Each day the teachers guide the children through a gentle rhythm.  Our day begins with a special activity – wet-on-wet watercolor painting, drawing with beeswax crayons, modeling with colored beeswax or other seasonal crafts such as lantern-making in the fall.  Other activities during the week may include bread-making, chopping vegetables on soup day, caring for the Kindergarten hens and tending our various flower and vegetable gardens.

Free play is a time of imaginative exploration.  The classroom is filled with toys of natural, simple materials such as wood, polished shells, colorful silks and hand-made fiber dolls.  As the children engage in healthy, imaginative play, the teacher works deliberately and consciously on her own work.  She may be working on a sewing project or working on seasonal crafts.  Some of the children are drawn to her work and are given materials to join in the activity.  As the time for free play draws to a close, the teacher will sing a soft verse indicating it is time to for the children to clean up.  The teacher and children clean up together.

Following clean-up, the children come together for morning circle. Morning circle is a gathering time in which the children join in song, finger plays and verses which inspire a love of language and promote gross motor skills. After circle, it is time for snack.  Each day the teachers provide the students with a nutritious and hearty snack.  The children assist the teacher in preparing the table for the meal.  Everyone gathers together for the blessing on the meal and the shared snack.  After snack, the children gather in the main room for a story or puppet show which concludes the morning.  Stories are told from memory and great care is taken in choosing language which enriches and engages the children’s imagination.  This is a time for quiet reflection.
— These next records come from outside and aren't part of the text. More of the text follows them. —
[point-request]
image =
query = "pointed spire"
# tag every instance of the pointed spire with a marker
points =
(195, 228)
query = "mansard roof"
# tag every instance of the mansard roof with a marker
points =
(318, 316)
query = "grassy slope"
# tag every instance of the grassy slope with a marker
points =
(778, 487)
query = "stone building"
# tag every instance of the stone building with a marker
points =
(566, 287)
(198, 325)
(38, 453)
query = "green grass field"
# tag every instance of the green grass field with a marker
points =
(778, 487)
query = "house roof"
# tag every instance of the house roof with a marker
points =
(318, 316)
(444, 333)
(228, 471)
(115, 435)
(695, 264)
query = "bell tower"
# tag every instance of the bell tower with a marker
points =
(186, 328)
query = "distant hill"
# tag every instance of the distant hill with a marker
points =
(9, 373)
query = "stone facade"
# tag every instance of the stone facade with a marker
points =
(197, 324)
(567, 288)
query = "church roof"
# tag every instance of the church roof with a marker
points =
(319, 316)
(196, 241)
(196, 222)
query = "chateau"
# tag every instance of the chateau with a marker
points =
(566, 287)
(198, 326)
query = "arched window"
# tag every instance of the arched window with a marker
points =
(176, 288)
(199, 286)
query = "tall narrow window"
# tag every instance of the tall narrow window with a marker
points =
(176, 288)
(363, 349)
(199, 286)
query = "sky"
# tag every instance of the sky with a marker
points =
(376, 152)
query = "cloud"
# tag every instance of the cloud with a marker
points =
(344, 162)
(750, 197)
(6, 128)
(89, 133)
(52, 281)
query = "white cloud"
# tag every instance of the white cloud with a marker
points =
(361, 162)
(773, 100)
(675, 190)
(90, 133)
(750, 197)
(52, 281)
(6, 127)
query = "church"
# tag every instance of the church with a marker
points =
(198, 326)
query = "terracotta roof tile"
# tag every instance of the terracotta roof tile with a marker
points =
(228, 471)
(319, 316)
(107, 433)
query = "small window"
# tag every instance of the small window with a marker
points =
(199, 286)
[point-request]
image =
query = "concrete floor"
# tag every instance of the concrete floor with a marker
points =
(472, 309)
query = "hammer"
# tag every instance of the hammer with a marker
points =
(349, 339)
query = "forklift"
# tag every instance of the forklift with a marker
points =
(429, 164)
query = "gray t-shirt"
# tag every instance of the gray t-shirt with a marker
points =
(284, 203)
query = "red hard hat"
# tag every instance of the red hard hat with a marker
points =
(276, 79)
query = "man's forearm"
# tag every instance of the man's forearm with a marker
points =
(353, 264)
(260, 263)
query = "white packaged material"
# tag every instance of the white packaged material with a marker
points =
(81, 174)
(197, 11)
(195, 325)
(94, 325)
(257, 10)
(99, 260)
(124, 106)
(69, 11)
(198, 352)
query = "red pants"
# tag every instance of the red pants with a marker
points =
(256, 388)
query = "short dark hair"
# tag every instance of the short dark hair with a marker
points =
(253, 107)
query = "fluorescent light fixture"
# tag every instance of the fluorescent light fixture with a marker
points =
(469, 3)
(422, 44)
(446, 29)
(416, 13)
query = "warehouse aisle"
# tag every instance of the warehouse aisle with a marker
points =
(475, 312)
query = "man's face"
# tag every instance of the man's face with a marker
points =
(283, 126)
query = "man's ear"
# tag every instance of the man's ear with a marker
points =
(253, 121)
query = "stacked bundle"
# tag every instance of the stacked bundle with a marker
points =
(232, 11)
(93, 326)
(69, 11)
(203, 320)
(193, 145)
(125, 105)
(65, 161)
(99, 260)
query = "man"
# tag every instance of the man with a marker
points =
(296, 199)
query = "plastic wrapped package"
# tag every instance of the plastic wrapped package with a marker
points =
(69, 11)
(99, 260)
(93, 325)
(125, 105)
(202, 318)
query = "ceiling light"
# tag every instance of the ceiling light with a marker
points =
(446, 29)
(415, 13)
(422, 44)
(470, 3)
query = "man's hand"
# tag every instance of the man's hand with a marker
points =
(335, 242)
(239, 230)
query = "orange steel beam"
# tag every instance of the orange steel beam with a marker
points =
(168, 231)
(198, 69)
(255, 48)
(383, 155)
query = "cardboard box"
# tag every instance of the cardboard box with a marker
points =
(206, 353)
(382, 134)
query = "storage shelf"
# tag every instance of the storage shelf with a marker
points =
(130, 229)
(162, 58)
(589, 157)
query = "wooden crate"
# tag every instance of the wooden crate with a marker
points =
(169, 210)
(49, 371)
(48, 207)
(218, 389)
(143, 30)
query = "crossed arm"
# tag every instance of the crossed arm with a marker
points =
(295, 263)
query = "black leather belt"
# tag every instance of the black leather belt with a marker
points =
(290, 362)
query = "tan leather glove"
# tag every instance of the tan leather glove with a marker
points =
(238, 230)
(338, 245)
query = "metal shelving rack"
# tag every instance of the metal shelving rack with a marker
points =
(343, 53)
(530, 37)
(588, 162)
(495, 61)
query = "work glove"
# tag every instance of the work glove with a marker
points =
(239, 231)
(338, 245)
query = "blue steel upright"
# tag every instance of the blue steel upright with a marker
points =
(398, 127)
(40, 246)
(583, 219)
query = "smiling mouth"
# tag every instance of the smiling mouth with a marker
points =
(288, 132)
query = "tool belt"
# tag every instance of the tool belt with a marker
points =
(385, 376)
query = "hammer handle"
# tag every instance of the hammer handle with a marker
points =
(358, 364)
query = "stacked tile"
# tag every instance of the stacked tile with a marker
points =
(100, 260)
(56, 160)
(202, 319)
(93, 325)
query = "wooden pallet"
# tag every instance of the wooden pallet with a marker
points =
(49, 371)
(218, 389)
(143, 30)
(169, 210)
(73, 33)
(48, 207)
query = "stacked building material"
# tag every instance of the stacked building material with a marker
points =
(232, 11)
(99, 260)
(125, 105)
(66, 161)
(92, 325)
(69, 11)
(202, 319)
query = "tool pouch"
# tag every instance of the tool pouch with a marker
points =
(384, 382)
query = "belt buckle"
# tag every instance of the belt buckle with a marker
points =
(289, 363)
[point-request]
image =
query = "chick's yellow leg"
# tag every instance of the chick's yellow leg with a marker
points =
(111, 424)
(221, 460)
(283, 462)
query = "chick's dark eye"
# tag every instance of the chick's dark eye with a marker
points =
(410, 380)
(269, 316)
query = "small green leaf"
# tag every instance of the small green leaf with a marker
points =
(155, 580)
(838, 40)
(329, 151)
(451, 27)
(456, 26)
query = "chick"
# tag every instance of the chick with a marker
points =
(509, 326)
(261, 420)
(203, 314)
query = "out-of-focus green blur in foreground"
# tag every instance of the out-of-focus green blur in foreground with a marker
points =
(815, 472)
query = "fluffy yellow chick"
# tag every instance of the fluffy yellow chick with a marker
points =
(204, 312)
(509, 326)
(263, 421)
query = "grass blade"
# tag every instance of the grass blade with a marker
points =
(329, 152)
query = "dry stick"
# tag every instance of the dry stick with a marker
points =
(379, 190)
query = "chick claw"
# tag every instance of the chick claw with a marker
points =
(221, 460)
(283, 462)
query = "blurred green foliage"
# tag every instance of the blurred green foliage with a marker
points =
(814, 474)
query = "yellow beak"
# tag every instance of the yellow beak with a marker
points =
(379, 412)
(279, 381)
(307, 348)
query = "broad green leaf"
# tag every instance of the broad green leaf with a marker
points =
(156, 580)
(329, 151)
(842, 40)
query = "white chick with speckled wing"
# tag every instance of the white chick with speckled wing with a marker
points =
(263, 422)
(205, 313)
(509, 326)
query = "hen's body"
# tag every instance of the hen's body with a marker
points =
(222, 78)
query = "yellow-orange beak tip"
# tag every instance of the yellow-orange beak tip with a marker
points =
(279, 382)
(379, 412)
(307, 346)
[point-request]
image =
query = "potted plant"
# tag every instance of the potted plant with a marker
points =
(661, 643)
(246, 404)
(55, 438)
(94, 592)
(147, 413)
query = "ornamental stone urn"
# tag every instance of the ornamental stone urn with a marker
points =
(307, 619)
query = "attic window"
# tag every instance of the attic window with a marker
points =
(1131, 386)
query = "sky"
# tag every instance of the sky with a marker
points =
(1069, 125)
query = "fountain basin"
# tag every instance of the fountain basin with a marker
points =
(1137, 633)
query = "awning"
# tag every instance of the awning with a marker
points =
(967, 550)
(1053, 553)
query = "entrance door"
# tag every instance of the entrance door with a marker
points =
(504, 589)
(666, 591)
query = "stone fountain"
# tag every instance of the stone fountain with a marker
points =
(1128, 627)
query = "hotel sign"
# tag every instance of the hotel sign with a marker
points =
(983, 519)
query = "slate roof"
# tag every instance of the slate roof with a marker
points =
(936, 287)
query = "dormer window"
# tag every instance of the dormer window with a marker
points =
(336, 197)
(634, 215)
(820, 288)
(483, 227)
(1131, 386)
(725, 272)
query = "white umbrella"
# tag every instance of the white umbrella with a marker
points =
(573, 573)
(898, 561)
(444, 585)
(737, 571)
Every day, the children play outdoors. They may play in the sandbox, dig in the gardens, swing or slide on the play structures, feed the chickens and, of course, sled in the winter. Respect for our natural surroundings and each other is emphasized. The practical activities of the day provide children with meaningful actions to imitate.  Waldorf teachers are mindful of the fact that everything they do will be imitated and they strive to be worthy models for the children.

“If a child is to keep alive his inborn sense of wonder without any such gift from the fairies,
he needs the companionship of at least one adult who can share it,
rediscovering with him the joy, excitement and mystery of the world we live in.”